Following the reports of a new air strike targeted at s convoy of pro-Iran militiamen late on Friday on Taji road North of Baghdad, a U.S military spokesman has denied that America is responsible for the new attack.
In a statement released by Colonel Myles B. Caggins III, the spokesman for Operation Inherent Resolve, the coalition fighting ISIS in Iraq and Syria, it stated that the Coalition did NOT conduct airstrikes near Camp Taji (north of Baghdad) in recent days.
It followed initial reports pinning responsibility for the strike on the U.S., and contradictory accounts from Pentagon sources. It remains unclear whether the convoy was attacked by ground-based rockets after all, or another military with air capabilities in the area.

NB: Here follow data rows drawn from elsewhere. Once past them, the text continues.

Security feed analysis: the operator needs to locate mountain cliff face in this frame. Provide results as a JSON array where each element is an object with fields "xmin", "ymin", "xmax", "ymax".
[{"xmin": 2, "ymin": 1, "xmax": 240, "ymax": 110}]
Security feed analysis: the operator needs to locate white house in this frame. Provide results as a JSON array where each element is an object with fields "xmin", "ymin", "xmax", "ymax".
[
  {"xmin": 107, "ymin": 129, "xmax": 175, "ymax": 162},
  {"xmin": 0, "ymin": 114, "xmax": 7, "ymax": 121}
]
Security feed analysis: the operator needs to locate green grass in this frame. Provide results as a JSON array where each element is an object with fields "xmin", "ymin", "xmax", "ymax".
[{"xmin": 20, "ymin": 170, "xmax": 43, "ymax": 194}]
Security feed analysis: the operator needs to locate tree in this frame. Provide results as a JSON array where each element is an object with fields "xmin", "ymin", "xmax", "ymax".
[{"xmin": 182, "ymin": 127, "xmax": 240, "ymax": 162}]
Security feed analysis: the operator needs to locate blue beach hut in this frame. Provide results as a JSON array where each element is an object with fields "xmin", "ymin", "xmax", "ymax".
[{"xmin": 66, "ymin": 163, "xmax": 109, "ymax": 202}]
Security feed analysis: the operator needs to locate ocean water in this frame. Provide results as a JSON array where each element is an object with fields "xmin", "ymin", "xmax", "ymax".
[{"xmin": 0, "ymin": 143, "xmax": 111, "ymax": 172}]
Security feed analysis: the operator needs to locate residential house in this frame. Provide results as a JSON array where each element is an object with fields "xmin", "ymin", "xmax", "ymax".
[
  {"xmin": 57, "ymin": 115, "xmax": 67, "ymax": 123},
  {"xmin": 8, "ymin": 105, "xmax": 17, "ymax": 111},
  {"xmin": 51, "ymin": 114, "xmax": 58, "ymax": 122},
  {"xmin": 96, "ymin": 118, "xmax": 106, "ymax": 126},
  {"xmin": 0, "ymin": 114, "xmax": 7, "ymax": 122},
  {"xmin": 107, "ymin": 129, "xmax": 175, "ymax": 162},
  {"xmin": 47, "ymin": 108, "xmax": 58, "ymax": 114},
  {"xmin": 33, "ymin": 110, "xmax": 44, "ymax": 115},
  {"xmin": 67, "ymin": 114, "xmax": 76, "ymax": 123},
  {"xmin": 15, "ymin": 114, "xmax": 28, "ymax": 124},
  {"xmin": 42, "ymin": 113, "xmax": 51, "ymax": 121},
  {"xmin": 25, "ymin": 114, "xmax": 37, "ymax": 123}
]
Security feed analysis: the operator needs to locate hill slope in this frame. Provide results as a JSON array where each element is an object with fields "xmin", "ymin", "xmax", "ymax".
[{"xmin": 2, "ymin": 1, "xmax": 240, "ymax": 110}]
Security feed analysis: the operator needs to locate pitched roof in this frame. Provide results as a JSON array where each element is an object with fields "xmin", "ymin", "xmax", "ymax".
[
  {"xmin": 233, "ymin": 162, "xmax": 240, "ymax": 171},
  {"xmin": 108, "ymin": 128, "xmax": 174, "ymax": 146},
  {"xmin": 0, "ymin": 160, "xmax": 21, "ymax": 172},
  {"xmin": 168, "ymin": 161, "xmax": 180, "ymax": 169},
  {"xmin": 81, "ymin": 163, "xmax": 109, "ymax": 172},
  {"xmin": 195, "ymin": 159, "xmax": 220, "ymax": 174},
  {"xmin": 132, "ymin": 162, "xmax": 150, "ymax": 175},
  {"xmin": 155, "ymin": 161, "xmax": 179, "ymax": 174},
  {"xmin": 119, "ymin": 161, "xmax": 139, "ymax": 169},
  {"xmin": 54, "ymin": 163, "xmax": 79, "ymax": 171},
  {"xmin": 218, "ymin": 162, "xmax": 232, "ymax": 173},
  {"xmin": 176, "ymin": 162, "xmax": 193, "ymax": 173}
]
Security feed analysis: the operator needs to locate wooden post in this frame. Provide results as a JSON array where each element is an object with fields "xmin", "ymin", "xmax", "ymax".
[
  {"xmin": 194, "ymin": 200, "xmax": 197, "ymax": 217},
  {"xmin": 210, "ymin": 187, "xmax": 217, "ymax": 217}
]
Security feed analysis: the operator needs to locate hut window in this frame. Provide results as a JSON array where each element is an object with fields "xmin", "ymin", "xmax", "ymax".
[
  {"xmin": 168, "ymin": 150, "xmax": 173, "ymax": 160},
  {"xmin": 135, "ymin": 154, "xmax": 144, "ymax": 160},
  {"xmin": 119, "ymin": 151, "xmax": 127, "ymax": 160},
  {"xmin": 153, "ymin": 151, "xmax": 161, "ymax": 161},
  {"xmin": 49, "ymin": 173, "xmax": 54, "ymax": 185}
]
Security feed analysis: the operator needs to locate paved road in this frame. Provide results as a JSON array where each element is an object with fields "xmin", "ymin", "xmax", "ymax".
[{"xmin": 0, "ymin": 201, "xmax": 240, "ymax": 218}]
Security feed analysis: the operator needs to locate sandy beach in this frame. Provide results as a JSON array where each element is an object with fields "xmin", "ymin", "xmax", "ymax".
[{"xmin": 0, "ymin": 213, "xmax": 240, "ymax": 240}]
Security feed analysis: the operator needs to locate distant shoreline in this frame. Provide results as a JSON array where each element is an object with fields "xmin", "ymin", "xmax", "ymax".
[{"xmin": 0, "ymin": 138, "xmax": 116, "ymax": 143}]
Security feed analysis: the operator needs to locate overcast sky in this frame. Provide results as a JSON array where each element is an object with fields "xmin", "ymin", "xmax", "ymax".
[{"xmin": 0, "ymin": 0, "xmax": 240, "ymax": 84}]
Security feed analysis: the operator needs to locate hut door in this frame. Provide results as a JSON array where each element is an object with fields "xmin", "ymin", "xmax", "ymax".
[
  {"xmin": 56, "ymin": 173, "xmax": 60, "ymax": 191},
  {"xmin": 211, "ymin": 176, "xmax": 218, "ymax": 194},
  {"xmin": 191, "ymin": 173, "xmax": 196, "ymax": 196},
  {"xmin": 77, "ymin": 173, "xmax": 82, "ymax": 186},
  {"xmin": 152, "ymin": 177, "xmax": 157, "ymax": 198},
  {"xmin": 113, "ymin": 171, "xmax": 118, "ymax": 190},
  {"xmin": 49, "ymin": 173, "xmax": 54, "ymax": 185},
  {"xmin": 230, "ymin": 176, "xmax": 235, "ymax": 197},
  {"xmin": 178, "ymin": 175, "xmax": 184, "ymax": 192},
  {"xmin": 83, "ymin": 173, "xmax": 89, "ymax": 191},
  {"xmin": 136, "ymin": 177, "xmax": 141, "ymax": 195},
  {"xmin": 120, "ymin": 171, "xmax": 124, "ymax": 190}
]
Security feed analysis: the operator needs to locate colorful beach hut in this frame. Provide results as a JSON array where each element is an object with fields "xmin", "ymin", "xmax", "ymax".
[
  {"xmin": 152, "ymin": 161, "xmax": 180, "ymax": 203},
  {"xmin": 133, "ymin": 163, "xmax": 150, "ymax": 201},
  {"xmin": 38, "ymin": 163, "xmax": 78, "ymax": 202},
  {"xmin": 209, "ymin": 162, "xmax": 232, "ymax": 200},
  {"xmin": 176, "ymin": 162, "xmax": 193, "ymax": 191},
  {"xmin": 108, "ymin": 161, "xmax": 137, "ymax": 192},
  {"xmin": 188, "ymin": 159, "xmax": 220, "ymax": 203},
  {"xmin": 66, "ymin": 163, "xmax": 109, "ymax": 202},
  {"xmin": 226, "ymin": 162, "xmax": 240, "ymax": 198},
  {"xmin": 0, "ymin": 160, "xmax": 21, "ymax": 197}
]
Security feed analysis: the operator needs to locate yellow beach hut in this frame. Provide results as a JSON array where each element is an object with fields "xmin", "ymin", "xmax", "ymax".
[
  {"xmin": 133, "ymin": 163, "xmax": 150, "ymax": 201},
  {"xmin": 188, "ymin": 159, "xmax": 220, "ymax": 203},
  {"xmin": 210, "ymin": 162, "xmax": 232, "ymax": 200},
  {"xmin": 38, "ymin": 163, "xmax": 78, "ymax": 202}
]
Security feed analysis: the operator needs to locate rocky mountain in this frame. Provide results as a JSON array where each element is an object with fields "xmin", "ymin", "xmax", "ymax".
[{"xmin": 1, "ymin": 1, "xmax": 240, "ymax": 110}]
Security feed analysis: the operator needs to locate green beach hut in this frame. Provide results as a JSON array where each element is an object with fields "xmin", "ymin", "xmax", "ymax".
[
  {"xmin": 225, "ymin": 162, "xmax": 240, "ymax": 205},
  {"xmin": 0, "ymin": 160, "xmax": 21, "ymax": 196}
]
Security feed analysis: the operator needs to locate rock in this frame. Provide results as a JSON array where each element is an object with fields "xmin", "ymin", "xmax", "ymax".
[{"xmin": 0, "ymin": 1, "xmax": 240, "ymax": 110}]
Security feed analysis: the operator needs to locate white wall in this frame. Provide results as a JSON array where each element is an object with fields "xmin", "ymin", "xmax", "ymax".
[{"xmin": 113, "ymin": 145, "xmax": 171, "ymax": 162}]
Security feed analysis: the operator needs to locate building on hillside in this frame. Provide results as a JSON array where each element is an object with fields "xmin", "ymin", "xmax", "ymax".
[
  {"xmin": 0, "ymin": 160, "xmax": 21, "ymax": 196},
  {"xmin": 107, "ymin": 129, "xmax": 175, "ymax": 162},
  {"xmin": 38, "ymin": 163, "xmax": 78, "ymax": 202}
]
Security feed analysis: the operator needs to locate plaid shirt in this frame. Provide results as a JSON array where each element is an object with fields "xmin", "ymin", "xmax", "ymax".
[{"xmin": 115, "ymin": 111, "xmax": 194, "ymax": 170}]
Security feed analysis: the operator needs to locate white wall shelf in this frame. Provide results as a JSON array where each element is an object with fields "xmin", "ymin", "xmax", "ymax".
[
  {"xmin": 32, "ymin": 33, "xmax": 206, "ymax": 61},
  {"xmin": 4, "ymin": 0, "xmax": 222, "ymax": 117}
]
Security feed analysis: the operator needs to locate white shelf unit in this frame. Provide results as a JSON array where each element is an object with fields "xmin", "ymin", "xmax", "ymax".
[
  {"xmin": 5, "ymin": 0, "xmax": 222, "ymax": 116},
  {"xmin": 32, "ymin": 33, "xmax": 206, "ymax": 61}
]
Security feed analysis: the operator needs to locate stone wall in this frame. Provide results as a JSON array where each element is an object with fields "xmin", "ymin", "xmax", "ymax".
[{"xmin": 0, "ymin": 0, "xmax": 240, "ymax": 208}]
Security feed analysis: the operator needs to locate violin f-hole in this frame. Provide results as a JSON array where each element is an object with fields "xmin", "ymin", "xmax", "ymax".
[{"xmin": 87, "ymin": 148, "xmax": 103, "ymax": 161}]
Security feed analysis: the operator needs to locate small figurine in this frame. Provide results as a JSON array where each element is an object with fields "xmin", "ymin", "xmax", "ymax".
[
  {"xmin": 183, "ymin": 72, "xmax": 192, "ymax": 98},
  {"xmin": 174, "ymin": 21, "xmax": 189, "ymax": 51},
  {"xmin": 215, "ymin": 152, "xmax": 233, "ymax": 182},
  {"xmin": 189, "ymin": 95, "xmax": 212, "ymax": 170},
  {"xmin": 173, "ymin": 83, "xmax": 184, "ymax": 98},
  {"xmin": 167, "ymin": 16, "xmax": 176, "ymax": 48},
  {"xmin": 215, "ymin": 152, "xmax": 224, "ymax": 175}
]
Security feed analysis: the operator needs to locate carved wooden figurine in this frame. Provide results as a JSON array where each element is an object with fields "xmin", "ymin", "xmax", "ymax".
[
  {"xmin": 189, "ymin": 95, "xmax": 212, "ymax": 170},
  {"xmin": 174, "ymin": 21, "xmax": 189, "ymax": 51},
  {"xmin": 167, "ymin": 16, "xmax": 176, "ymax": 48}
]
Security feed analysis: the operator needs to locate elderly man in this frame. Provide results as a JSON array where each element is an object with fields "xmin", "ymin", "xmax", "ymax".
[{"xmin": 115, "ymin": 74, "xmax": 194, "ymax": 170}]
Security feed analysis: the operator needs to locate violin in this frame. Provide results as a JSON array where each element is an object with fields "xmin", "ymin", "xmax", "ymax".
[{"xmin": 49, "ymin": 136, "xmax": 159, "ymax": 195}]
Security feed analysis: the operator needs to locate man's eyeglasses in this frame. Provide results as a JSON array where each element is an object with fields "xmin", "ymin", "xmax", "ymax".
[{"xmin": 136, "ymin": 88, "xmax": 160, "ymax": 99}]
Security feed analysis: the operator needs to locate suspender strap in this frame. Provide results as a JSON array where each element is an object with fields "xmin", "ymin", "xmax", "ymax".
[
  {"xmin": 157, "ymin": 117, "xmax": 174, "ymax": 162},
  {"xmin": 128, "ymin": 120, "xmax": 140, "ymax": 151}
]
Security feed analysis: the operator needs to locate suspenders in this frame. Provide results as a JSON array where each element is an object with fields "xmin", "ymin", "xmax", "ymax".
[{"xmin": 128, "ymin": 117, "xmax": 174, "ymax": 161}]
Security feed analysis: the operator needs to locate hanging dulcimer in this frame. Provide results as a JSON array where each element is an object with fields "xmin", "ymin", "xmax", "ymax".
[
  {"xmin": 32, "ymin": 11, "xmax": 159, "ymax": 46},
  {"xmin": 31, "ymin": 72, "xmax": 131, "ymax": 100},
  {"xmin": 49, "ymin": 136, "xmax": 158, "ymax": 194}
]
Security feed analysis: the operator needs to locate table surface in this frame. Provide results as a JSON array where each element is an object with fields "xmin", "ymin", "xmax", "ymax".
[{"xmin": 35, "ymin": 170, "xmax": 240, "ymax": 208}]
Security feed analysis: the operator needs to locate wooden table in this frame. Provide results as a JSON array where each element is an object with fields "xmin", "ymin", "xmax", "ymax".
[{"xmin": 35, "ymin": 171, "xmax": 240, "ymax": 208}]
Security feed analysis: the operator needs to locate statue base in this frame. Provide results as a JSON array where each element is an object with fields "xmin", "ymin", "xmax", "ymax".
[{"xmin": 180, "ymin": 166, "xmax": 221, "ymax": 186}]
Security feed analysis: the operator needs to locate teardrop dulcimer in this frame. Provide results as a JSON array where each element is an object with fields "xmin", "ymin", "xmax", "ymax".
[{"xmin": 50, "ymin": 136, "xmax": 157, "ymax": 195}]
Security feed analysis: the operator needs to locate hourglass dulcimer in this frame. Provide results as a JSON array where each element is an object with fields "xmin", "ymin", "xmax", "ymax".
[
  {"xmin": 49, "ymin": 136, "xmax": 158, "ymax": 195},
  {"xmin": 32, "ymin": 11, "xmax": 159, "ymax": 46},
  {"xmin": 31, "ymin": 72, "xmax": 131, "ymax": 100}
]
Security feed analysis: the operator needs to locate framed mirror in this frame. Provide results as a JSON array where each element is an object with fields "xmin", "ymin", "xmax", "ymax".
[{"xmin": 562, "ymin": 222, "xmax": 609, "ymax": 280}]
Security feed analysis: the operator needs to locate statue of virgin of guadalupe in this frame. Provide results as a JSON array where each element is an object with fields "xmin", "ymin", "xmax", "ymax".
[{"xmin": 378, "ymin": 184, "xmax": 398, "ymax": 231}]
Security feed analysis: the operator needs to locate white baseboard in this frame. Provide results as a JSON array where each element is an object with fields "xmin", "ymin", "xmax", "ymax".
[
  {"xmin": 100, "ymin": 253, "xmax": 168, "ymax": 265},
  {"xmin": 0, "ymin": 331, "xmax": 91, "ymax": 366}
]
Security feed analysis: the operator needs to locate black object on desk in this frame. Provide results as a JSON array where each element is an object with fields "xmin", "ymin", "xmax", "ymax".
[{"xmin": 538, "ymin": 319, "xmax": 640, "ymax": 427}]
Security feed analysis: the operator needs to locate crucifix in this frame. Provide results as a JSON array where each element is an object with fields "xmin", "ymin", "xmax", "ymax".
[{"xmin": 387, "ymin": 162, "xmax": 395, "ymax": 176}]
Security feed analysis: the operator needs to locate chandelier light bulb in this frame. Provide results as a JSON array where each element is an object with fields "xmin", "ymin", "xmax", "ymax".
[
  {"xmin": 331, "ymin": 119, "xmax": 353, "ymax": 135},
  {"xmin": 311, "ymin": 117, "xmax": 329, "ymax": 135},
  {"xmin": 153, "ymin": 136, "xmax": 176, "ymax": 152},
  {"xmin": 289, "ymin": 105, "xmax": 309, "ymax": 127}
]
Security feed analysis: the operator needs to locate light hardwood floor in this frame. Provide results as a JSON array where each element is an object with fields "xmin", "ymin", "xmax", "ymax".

The strike targeted Iran-backed Shiite militia leaders near camp Taji north of Baghdad, killing six people and critically wounding three, an Iraqi army source said late on Friday.
The pro-Iran Popular Mobilization Forces claimed that the convoy was composed of medical vans, and only medics were killed.
The Pentagon referred an inquiry from DailyMail.com to US Central Command, which did not immediately respond to a message seeking comment.
It follows a U.S. airstrike at the Baghdad airport early on Friday that killed Qassem Soleimani, commander of Iran’s elite Quds Force, and Abu Mahdi al-Muhandis, deputy commander of the pro-Iran Popular Mobilization Forces militia umbrella group in Iraq.
The targeted strike against Soleimani and any retaliation by Iran, could ignite a conflict that engulfs the whole region, endangering U.S. troops in Iraq, Syria and beyond.
Senator James Rich, Republican chairman of the Senate Foreign Relations Committee, said on Fox News that he had been briefed on the latest strike north of Baghdad.
Rich said that the strike occurred at about 1.15am Saturday Baghdad time. He declined to comment further until information about the strike is declassified by the Pentagon.
The latest strike comes amid rapidly escalating tensions between the U.S. and Iran and fears of an all-out war.
Over the last two decades, Soleimani had assembled a network of heavily armed allies stretching all the way to southern Lebanon, on Israel’s doorstep.
The U.S. said it was sending nearly 3,000 more Army troops to the Middle East, reflecting concern about potential Iranian retaliation for the killing of Soleimani.
The U.S. also urged American citizens to leave Iraq ‘immediately’ following the early morning airstrike at Baghdad’s international airport that killed Soleimani and nine others.
Iran’s U.N. ambassador Majid Takht Ravanchi said in an interview with CNN on Friday that the strike killing Soleimani was tantamount to declaring war.
He said that by ‘assassinating’ Soleimani, the United States had entered a new stage after starting an ‘economic war’ by imposing tough sanctions on Iran in 2018.
‘So that was… a new chapter which is tantamount to opening a war against Iran,’ Ravanchi said.
Ravanchi, echoing Iranian leaders, said there would be harsh revenge. ‘The response for a military action is a military action,’ he said.
President Donald Trump, who personally gave the order for the drone strike that killed Soleimani, charged him with plotting attacks on Americans and said the action was taken to prevent war.
‘We took action last night to stop a war. We did not take action to start a war,’ the president said in brief remarks at Mar-a-Lago on Friday.
‘We do not seek regime change. However, the Iranian regime’s aggression in the region including use of proxy fighters to destabilize its neighbors must end and must end now. The future belongs to the people of Iran,’ Trump said.